Today, Sightline released a primer on green jobs called Green-Collar Jobs: Realizing the Promise. Green jobs have been a much-discussed topic here and elsewhere. But what are they? Who has them? And how do we get more for Northwest workers?
A follow up to our popular Cap and Trade 101, Sightline’s new primer explains what makes a green job, how investment in clean energy creates those jobs, and how Northwest leaders can build a green-collar workforce in our region.
Included in the primer:
Green jobs, defined:
Green-collar jobs are those held by employees who devote a substantial share of their work hours to activities that boost energy efficiency, increase the supply of renewable energy, or prevent, reduce, or clean up pollution.
Green jobs can speed progress on three important challenges at once: economic recovery, job creation, and climate change.
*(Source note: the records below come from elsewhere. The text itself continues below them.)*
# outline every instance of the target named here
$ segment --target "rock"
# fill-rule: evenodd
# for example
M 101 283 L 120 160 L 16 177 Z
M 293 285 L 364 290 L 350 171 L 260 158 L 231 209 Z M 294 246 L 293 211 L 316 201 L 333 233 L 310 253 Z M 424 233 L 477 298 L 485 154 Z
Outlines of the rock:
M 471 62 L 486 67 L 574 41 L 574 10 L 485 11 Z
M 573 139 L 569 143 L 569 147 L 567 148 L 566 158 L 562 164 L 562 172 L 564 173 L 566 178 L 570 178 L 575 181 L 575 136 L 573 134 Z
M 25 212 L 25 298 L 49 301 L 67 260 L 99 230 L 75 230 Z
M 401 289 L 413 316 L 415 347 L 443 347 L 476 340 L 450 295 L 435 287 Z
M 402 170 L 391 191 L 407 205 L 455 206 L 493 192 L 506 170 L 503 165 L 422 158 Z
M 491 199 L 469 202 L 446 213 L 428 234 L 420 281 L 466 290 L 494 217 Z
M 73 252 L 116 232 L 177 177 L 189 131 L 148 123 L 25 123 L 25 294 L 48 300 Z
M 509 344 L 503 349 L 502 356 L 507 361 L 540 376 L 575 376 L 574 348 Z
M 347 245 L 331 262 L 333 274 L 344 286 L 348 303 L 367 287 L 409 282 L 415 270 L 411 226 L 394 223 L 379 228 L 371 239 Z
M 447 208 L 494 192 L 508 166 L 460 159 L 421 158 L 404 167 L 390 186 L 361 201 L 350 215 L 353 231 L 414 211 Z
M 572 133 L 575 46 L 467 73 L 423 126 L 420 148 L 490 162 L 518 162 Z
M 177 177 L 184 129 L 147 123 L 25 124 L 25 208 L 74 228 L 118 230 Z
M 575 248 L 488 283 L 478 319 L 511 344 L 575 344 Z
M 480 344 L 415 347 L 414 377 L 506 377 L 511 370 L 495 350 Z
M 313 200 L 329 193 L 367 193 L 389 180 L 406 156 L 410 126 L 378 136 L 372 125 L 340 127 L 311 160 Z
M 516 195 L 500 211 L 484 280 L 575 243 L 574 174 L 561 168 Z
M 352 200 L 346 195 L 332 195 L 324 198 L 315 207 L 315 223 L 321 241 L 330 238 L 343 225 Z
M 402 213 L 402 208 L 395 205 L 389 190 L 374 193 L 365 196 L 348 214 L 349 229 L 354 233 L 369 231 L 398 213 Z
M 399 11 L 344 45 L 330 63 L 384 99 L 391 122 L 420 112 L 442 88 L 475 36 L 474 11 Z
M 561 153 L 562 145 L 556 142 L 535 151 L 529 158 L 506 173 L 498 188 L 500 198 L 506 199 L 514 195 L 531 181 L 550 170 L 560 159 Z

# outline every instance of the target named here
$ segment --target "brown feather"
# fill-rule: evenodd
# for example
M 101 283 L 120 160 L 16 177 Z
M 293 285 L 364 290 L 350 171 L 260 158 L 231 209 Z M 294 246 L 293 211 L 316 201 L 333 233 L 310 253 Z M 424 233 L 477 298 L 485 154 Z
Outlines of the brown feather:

This is an enormous opportunity to ease our dependence on climate-warming fossil fuels while fostering lasting, broadly shared economic prosperity for local families.
The biggest chance in the near term for green-collar job creation is in boosting energy efficiency in buildings. This is local work that saves energy. These are jobs that cannot be outsourced. Focusing on training programs for workers that lead to credentials or certifications and factoring training, employment, and formal education into career ladders will help grow a green-collar workforce that gets Northwest families on a track to prosperity in the clean energy economy.
Combining work training programs in fields like efficiency retrofitting or renewable energy with innovative financing programs will supply the workers, stoke demand, and secure funding for the green-collar economy—right here in our communities.
Applying a comprehensive set of solutions can help the Northwest lead a green-collar economic recovery. Success won’t be fully captured in higher quarterly earnings or a lower unemployment rate; it will be measured by whether the Northwest increasingly offers its residents a more sustainable way to live, with greater energy independence, fewer greenhouse-gas emissions, cozier buildings with lower operating costs, and good-paying jobs that provide paychecks with a purpose for local families.